Purity. Even with 100% recovery and a highly concentrated sample, an analyte might be so awash in background that the detector cannot see it. So, it is important to know the purity a particular sample prep method can achieve. To gauge the purity a prep method can obtain, it is good to prepare and measure a real sample first. Then prepare and measure a sample with no analyte. Divide the first answer by the second, and a signal-to-noise ratio is determined.
Speed. Finally, there’s how long a test user is willing to wait. This is a function of the method’s speed—the volume of sample we process in a fixed period of time.
In any given sample prep system, these metrics are linked in subtle, and technology-dependent ways. Much of the skill of optimizing an assay comes down to understanding these subtle dependencies. A couple of examples:
- Magnetic beads: Higher speed (shorter incubation) reduces recovery (less binding). Increasing cost (adding beads) can reduce this tradeoff.
- Filtration: Higher speed (faster perfusion, larger filter area) can reduce purity (unwanted lysis) and can either improve or reduce recovery (higher pressures may force more fluid through, but larger areas may have a higher fluid loss).
- Lysis: Higher recovery usually reduces purity, because the more cells you burst, the more cell debris you release into the sample.

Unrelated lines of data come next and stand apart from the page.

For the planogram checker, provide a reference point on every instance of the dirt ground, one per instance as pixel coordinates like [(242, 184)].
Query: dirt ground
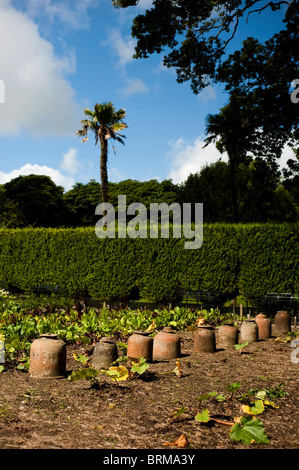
[(138, 414)]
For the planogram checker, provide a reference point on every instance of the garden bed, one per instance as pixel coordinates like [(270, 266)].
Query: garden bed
[(140, 413)]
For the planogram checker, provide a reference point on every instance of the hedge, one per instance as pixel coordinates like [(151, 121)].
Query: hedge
[(251, 259)]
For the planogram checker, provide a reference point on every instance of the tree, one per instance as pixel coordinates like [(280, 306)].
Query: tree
[(260, 76), (232, 132), (194, 33), (38, 199), (211, 187), (105, 123), (81, 201)]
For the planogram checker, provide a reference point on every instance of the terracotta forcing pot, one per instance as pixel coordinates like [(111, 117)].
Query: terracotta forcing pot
[(104, 354), (249, 331), (47, 358), (204, 339), (167, 345), (140, 344), (227, 336), (282, 323), (263, 325)]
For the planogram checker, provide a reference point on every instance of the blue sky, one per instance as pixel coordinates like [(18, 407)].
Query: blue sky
[(58, 57)]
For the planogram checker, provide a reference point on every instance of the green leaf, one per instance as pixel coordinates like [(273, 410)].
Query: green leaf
[(240, 346), (140, 367), (88, 374), (256, 409), (204, 416), (261, 394), (220, 398), (182, 410), (205, 396), (249, 430), (233, 387)]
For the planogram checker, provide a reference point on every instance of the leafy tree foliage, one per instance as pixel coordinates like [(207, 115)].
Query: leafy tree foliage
[(36, 200), (105, 123), (261, 196), (193, 34)]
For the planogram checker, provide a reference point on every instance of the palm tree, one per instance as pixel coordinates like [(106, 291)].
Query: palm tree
[(231, 131), (105, 123)]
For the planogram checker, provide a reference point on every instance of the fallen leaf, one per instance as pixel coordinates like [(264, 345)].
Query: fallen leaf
[(177, 370), (152, 327), (181, 442)]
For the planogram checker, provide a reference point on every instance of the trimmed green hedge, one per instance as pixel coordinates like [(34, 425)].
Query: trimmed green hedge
[(251, 259)]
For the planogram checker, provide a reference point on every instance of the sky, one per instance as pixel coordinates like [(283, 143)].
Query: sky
[(59, 57)]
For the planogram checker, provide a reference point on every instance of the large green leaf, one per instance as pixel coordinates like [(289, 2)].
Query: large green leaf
[(249, 430), (204, 416)]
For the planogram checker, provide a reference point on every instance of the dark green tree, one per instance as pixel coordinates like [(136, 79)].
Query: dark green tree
[(38, 199), (105, 123), (81, 202), (193, 34)]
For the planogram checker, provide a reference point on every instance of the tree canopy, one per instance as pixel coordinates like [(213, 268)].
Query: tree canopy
[(194, 34)]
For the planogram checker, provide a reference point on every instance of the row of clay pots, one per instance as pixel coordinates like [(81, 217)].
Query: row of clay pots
[(48, 353), (227, 335)]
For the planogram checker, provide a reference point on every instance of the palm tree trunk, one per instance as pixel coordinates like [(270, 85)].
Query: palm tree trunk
[(232, 167), (103, 169)]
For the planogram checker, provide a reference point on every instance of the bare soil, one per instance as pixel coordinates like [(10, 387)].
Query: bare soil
[(138, 414)]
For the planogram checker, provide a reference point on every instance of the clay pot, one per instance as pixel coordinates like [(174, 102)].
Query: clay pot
[(104, 354), (263, 325), (249, 331), (227, 336), (167, 345), (140, 344), (282, 323), (204, 339), (47, 358)]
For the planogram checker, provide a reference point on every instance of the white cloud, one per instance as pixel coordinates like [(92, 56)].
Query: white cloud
[(38, 97), (115, 175), (189, 158), (134, 86), (145, 4), (123, 48), (286, 155), (70, 163), (207, 94), (73, 13), (28, 169)]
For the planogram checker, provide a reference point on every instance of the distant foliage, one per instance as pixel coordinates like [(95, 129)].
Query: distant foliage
[(250, 259)]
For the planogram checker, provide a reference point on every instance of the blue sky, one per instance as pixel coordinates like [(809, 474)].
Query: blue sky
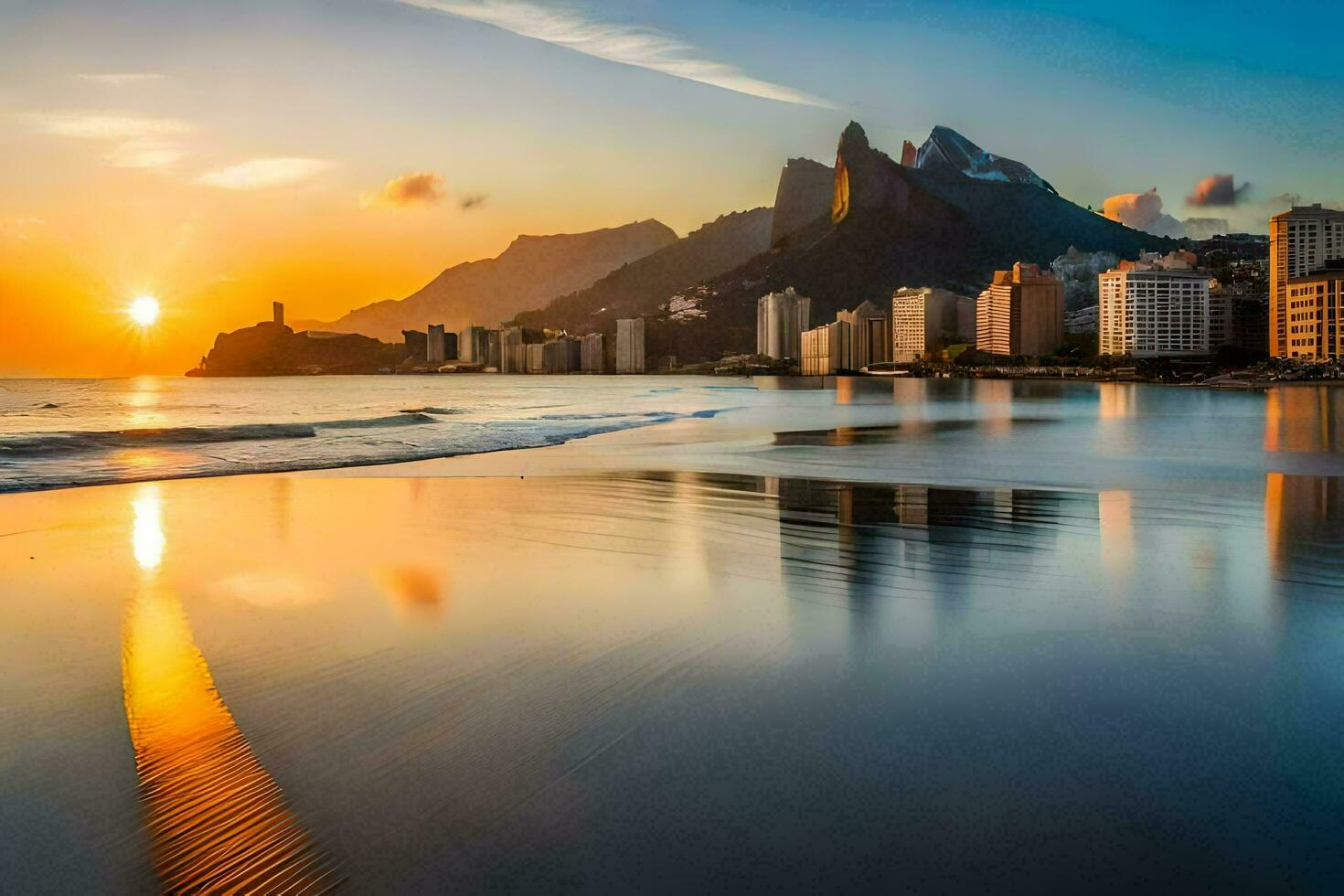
[(220, 151)]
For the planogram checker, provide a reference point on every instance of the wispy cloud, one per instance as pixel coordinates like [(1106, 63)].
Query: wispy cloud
[(144, 154), (114, 78), (142, 142), (415, 188), (99, 125), (257, 174), (628, 45)]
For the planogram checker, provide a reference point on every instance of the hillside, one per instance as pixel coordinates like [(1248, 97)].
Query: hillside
[(897, 226), (531, 271), (645, 285)]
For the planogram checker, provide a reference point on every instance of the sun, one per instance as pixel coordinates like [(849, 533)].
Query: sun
[(144, 311)]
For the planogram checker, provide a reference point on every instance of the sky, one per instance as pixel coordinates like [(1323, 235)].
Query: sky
[(329, 154)]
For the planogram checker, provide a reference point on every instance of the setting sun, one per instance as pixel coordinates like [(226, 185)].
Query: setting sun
[(144, 311)]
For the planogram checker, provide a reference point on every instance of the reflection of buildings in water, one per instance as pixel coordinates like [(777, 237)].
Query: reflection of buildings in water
[(1304, 418), (1304, 528), (415, 592), (1115, 513), (864, 389), (1115, 400), (862, 539), (283, 507), (217, 819)]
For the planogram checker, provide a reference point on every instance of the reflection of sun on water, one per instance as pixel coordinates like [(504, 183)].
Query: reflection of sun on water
[(215, 817), (146, 532)]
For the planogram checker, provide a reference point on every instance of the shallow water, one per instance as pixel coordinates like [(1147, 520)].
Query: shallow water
[(957, 637), (60, 432)]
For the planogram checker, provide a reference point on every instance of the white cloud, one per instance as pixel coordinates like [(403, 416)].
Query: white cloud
[(144, 154), (257, 174), (109, 125), (114, 78), (628, 45)]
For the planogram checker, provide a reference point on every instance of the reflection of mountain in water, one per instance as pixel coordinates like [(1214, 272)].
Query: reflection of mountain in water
[(862, 540)]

- Centrifugation: Concentrating the sample reduces speed, because you have to spin for longer. Alternatively, you can spin faster, but this may reduce your purity as you can degrade the sample or get your analyte mixed with unwanted material.
Once these interdependencies are understood, it’s easy to see why changing a sample prep method mid-stream in development can throw an assay project into real chaos. This is why thoughtful sample prep design is so important: it is just too costly (time, money and effort) to make changes later.
Confidently call the shot
Thinking ahead will help rule out sample prep methods that will only cause pain down the road, and help keep focus on getting quality results from methods that are worth investing in. For example, if there is a plan to transition an assay from a benchtop format to a sample-to-answer cartridge, then there is likely value in looking into cartridge-ready tools.
In addition, one should consider whether a particular sample prep method needs to be able to handle multiple sample types. Are swabs being used today, but there are plans to add blood tomorrow? Many sample prep methods are sample-type specific, especially in the microfluidic or cartridge context. A few insights about biospecimens to ponder:
- Blood has a staggering background of cells, metabolites and (when lysed) genomic and proteomic material
- Urine comes in large volumes, with many analytes (especially genomic markers) in very low concentration
- Saliva is heterogeneous and analyte concentration is unpredictable
- CSF is collected in small volumes
So, if handling multiple sample types is a must, it is good to make sure a sample prep method can accommodate them.
If sample prep methods that are working now but there are concerns these will not work in future products, look for tools that can help you make the transition. Now, back to magnetic beads as the example. Widely used in lab assays, they , but STR™BeadPak chips enable the transition, enabling comparable or better performance in the cartridge as on the bench (see STR chip results in a recent study).
The bottom line is that the risk is too great not to take a long, hard look at the sample prep method being considered to ensure it’s the right one for a given application. And, to avoid project chaos down the line, both the current system development needs as well as needs for future ones should be kept in mind.